As relações interpessoais e os romances frustrados servem de alicerce para explorar uma narrativa densa nos aspectos históricos dos EUA. Além da música pela celebração do jazz, retrata os valores da tradição, da cultura e da religião judaica, bem como o cotidiano dos usos e costumes da família judia com suas diversidades de fracassos e sucessos contrastando com ensinamentos da crença dos cristãos, para alcançar as diferenças fraternais na constituição familiar como elementos primorosos numa abordagem de assuntos que vão do adultério a negócios. O triângulo amoroso é outra marca do diretor, que sabe explorar com sensibilidade os meandros da alma nesta contribuição significativa para o cinema voltado para os acontecimentos rotineiros do amor, da paixão desenfreada, os fracassos do ser humano e o pessimismo com o mundo das pessoas amarguradas, pelo olhar profundo deste assumido realizador bergmaniano. Satiriza e ironiza a vida pelos vestígios eivados de perturbações latentes reveladas, mas isso não é o todo, apenas um resultado através da busca do significado existencialista.

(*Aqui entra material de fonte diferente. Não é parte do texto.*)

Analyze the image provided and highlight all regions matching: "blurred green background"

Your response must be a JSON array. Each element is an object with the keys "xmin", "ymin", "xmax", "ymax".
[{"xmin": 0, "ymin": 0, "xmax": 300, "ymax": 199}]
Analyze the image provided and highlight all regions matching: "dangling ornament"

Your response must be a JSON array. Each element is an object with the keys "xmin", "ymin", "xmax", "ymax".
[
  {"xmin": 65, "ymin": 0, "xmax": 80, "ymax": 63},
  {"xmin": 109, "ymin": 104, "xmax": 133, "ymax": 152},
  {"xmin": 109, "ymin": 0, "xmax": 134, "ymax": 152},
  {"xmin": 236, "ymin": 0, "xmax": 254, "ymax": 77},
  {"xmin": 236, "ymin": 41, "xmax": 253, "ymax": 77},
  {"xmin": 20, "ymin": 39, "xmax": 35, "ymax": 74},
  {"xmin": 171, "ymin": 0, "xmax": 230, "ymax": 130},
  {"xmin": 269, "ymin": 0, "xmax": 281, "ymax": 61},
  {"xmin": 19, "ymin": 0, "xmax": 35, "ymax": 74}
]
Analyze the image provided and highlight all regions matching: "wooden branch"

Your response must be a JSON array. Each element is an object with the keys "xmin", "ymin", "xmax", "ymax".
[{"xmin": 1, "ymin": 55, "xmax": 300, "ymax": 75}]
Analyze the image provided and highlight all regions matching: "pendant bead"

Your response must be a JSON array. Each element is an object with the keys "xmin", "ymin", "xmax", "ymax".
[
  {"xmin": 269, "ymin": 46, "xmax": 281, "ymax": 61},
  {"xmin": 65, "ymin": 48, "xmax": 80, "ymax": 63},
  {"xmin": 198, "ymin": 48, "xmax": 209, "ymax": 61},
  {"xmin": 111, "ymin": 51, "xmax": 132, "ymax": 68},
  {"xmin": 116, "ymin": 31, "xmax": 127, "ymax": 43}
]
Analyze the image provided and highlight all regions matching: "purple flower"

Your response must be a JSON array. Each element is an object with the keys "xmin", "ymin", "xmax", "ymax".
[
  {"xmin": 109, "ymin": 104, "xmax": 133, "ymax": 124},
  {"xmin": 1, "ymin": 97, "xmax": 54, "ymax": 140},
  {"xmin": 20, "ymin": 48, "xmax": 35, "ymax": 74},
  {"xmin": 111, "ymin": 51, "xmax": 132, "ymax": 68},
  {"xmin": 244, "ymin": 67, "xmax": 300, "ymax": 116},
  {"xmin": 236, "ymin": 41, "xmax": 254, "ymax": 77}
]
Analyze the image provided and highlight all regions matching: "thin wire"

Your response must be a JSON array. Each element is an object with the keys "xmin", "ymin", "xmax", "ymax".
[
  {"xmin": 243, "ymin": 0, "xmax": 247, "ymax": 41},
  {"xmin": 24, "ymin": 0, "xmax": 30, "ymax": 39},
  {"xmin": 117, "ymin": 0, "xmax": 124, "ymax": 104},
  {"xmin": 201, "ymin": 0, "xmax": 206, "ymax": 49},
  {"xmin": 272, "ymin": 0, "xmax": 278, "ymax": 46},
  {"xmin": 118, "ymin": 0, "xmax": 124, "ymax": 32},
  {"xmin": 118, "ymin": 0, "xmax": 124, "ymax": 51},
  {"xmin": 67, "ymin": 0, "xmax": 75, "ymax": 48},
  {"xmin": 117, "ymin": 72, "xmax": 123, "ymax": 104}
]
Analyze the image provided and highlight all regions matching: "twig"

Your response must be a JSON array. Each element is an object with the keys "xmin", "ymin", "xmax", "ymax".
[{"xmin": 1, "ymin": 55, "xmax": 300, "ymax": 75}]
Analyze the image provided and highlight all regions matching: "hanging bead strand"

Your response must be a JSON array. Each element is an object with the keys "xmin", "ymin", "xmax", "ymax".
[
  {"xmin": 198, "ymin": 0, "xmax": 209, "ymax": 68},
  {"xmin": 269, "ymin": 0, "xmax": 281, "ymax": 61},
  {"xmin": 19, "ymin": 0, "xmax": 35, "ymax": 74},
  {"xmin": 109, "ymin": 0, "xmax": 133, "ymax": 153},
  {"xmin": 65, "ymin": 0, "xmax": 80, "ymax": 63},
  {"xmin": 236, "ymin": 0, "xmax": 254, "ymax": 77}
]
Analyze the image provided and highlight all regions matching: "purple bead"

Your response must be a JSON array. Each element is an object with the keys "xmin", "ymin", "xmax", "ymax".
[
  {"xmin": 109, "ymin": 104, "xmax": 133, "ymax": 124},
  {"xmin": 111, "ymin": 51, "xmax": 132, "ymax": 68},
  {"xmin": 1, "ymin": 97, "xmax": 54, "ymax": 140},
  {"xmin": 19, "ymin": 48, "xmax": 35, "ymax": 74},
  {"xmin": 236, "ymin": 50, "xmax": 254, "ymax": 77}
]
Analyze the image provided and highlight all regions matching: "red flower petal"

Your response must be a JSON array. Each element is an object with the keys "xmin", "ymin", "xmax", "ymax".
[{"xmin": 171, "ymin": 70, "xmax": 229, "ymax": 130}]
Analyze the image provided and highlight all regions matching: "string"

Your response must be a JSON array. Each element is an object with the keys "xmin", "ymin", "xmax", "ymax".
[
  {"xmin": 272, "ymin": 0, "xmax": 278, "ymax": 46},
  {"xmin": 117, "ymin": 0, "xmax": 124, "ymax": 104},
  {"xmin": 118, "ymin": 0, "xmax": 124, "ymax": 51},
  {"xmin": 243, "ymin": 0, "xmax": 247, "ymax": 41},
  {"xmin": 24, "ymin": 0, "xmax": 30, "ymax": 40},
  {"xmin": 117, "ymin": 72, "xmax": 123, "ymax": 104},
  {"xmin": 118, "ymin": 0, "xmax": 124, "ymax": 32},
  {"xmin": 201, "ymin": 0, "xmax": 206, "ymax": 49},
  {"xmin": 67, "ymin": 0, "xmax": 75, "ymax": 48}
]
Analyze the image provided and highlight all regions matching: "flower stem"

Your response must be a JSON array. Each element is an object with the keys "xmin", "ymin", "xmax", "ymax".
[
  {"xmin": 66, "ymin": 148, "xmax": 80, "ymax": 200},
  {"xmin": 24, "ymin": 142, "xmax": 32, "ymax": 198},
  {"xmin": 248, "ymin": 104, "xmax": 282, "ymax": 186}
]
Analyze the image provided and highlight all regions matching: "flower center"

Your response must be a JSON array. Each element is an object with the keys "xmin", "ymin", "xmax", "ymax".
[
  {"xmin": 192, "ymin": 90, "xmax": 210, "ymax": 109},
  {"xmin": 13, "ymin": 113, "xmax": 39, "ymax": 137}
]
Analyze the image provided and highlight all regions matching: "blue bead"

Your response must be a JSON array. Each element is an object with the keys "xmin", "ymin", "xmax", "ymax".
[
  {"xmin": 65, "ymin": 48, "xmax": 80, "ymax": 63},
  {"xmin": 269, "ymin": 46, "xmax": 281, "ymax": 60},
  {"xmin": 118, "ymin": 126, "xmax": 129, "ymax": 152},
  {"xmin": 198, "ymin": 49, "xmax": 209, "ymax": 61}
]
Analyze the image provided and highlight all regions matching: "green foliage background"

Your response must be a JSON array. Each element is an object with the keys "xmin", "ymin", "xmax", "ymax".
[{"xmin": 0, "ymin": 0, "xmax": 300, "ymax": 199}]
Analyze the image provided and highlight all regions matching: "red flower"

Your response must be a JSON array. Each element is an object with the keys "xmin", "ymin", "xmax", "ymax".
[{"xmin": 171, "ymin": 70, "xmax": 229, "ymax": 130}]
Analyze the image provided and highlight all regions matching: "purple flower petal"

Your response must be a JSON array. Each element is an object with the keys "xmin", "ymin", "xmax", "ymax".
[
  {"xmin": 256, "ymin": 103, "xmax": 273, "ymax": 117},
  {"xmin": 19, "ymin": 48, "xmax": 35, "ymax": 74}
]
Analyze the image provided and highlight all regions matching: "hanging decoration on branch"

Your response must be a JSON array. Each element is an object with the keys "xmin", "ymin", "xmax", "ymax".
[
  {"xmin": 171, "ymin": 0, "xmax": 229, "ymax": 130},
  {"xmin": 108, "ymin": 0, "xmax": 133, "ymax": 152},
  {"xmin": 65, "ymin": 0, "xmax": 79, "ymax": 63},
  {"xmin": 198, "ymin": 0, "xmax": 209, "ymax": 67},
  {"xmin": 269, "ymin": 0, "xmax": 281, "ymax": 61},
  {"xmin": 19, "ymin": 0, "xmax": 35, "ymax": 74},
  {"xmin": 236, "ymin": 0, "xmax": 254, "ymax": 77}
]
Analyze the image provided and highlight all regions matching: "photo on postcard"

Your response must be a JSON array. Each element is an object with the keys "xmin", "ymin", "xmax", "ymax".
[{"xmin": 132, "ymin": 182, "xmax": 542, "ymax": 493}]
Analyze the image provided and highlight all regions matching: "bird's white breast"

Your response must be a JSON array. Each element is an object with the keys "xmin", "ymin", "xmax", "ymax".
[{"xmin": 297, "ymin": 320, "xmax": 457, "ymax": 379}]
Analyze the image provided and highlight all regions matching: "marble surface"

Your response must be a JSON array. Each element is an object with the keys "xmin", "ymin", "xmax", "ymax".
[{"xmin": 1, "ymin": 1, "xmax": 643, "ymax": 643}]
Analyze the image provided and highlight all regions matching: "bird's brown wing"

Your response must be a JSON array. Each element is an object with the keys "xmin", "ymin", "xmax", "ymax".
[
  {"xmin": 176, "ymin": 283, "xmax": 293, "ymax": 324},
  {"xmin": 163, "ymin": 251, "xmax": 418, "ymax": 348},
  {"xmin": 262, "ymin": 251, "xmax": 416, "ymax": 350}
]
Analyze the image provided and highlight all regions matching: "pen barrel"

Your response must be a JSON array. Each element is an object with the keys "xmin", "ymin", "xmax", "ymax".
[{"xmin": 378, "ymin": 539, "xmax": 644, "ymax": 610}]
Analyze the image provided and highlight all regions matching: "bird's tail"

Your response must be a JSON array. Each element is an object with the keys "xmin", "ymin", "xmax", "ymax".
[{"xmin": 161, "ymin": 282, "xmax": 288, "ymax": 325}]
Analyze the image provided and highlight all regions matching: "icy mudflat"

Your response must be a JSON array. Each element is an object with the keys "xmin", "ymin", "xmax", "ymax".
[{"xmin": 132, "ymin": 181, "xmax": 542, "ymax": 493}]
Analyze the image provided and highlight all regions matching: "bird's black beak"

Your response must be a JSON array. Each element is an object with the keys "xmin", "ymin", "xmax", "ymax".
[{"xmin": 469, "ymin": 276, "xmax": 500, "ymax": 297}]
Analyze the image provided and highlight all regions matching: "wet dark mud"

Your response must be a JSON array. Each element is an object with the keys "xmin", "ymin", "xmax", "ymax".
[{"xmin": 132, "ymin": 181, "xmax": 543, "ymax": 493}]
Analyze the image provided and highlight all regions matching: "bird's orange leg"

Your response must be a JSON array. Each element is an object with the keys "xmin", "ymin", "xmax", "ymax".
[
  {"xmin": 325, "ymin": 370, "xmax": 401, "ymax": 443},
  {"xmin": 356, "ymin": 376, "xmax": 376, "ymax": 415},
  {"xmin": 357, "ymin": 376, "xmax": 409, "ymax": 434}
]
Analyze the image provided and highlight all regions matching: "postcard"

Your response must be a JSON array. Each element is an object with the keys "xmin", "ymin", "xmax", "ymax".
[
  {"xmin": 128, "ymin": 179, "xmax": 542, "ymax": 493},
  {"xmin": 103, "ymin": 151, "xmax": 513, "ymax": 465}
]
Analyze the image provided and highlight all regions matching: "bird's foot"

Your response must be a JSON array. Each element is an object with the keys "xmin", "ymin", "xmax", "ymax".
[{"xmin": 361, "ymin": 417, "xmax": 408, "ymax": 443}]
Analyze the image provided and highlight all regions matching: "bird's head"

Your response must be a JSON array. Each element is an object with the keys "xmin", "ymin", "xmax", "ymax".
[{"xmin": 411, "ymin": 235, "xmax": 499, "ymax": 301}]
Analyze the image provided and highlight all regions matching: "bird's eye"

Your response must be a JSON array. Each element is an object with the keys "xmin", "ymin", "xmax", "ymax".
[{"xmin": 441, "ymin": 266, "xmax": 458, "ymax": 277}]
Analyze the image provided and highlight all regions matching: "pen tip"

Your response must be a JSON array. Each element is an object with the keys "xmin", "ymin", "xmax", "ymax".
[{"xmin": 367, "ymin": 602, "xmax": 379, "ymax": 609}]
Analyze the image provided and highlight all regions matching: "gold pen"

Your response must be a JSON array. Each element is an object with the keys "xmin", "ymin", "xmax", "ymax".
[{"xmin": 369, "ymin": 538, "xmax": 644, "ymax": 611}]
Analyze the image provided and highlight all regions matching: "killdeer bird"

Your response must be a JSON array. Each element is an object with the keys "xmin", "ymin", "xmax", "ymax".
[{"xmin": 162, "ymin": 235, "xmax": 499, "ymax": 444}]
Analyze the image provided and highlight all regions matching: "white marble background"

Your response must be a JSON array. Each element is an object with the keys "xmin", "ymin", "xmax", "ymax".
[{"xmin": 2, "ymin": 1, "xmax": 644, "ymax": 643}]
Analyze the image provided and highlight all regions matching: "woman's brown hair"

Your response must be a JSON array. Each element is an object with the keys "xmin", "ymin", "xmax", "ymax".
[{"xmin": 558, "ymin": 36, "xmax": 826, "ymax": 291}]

Houve crítico comparando com bons argumentos a similitude com o clássico Casablanca (1942), de Michael Curtiz, e a referência na obra de Allen com Sonhos de um Sedutor (1972), onde uma mulher ama dois homens, mas com diferentes formas pelo contexto, porém terá que fazer a inusitada escolha. As razões não são discutidas, porém a renúncia do prazeroso amor pelo status da segurança refletirá na melancólica dor sem volta das vítimas do coração. Café Society é uma realização espetacular não só por ser deslumbrante visualmente, mas pela retomada das ideias como as relações frívolas da Broadway, pelos diálogos primorosos, pelos encontros e desencontros, a harmonia lúcida na essência da existência, mas principalmente na felicidade rompida do sonho pela realidade financeira. O difícil é apontar, ou achar, algum defeito deste octogenário diretor cerebral que constrói um filme revelador com a leveza e a suavidade da soberba trilha sonora do recorrente jazz, e ainda da fabulosa fotografia assinada por Vittorio Storaro de O Último Imperador (1987). Insere-se como um dos dez melhores do ano.